27 de enero de 2023
Directores
Juan Sebastián Giraldo Gutiérrez
Ximena Giraldo Quintero

¡AL FIN, JUSTICIA!

20 de enero de 2010

Al revocar la cuestionada decisión, el Consejo le devolvió a la doctora Ramírez la plenitud del goce de sus derechos políticos. Como se sabe, quienes son objeto de tal medida, políticamente quedan convertidos en ciudadanos de segunda clase, casi que limitados al ejercicio del voto, pero imposibilitados para aspirar y ejercer los más altos cargos de elección popular.

Para quienes hemos tenido conocimiento de la dura y bien cimentada brega del equipo legal que la acompañó en aquel viacrucis, nos resulta gratificante en grado especial la absolución de los cargos que le formulara un ilustre desconocido que, obrando con redomada mala fe, pretendió privar a la república de los servicios de esta mujer, sobradamente meritoria, proba y capaz, en las más altas responsabilidades públicas.

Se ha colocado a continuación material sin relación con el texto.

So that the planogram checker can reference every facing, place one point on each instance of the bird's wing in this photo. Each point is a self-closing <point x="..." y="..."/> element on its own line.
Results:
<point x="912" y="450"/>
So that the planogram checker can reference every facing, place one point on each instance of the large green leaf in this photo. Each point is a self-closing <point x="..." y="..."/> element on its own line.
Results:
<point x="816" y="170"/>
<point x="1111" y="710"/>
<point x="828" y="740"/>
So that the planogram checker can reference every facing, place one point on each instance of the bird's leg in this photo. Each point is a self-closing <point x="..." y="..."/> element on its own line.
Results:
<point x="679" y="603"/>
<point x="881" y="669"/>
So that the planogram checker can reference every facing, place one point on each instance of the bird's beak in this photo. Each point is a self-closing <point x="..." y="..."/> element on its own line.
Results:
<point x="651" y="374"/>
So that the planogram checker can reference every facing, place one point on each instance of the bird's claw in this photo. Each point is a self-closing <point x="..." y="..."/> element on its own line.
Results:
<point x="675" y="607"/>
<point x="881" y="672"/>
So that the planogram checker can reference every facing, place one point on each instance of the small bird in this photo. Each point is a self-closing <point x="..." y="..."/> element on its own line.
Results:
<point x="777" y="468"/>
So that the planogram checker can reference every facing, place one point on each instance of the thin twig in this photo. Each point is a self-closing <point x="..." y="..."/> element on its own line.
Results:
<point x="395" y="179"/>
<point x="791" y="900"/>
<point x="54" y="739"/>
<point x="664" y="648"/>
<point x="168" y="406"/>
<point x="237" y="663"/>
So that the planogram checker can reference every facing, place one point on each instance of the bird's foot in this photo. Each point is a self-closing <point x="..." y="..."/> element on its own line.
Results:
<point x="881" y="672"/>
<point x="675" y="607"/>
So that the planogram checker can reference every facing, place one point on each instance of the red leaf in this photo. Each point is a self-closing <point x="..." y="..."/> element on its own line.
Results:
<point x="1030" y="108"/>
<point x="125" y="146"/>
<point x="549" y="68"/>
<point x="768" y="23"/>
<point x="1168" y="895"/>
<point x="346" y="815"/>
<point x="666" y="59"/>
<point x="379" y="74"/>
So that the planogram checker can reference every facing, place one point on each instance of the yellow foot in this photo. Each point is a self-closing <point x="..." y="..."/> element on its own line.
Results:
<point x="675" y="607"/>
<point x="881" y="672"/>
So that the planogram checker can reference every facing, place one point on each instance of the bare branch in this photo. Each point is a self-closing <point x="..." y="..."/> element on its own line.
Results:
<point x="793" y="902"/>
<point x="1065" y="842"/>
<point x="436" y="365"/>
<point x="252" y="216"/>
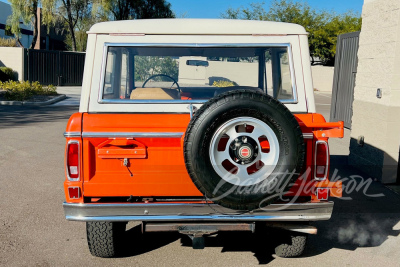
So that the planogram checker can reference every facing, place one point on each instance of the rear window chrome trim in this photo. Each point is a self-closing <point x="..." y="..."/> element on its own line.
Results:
<point x="132" y="134"/>
<point x="100" y="99"/>
<point x="72" y="134"/>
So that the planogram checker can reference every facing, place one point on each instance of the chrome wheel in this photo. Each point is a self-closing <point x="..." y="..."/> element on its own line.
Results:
<point x="244" y="151"/>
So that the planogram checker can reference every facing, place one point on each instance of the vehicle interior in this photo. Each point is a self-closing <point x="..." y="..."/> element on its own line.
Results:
<point x="195" y="73"/>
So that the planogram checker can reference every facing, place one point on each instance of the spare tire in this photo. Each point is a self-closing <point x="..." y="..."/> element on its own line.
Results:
<point x="243" y="148"/>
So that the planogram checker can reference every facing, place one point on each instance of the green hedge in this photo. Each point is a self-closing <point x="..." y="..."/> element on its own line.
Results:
<point x="20" y="91"/>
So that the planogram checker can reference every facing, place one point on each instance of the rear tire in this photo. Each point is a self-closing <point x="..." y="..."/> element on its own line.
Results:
<point x="292" y="246"/>
<point x="105" y="239"/>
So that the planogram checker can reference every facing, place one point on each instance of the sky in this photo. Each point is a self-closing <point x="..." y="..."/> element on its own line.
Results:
<point x="214" y="8"/>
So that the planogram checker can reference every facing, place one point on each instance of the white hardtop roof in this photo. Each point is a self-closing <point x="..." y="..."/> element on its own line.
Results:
<point x="196" y="26"/>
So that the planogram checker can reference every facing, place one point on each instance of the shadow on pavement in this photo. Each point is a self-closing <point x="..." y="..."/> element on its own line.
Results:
<point x="366" y="216"/>
<point x="363" y="218"/>
<point x="20" y="116"/>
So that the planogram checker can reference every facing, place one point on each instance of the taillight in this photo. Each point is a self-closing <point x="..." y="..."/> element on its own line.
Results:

La decisión final repara en parte, en parte no más, los daños y  perjuicios causados con la querella y la determinación inicial, ligera e inicua, que la habían mancillado ante la opinión pública, aparte de haber provocado su renuncia al senado donde desempeñaba su función con altos índices de reconocimiento y de ocasionarle perjuicios económicos por los que nadie saldrá a responder. Es que los abogados, más si son buenos, cuestan.

La historia de la perversa trama legal produjo además el daño colateral para el país de tornarla inelegible para la terna reservada a la elección del Fiscal General de la Nación. Grave desde el punto de vista de los intereses públicos porque, entre todas las personalidades que han entrado y salido de la terna, era y es la mejor hoja de vida que se pudiera hallar a tal propósito.

Después de semejante bellaquería, lo único que queda claro es que el buen nombre y la buena fe de la doctora Ramírez han salido incólumes y reivindicada ella ante los compatriotas, muchos de ellos admiradores y seguidores suyos, como en mi caso, porque nuestros afectos políticos van mas allá de las encuestas, en las que formidablemente repuntó entre los precandidatos del conservatismo. O, ¿no se han dado cuenta que ya sobrepasó al doctor Arias Leyva?

Mientras goce de vida y cabal salud, la doctora Martha Lucía seguirá jugando papel preponderante en la vida de la nación y sería un desperdicio imperdonable que no llegase a ser presidenta de Colombia, ahora o un tanto después, no importa, pero siempre prestando su eficaz concurso a la paz y el desarrollo, desde el lugar en donde sea convocada.

Tiro al aire: como a la política de Seguridad Democrática le están saliendo ahora tantos padrastros, bueno es recordarlo: sus padres legítimos fueron el presidente Uribe y su ministra de defensa Martha Lucía Ramírez. Como se den las cosas, esa podría ser la mejor fórmula 2010-2014.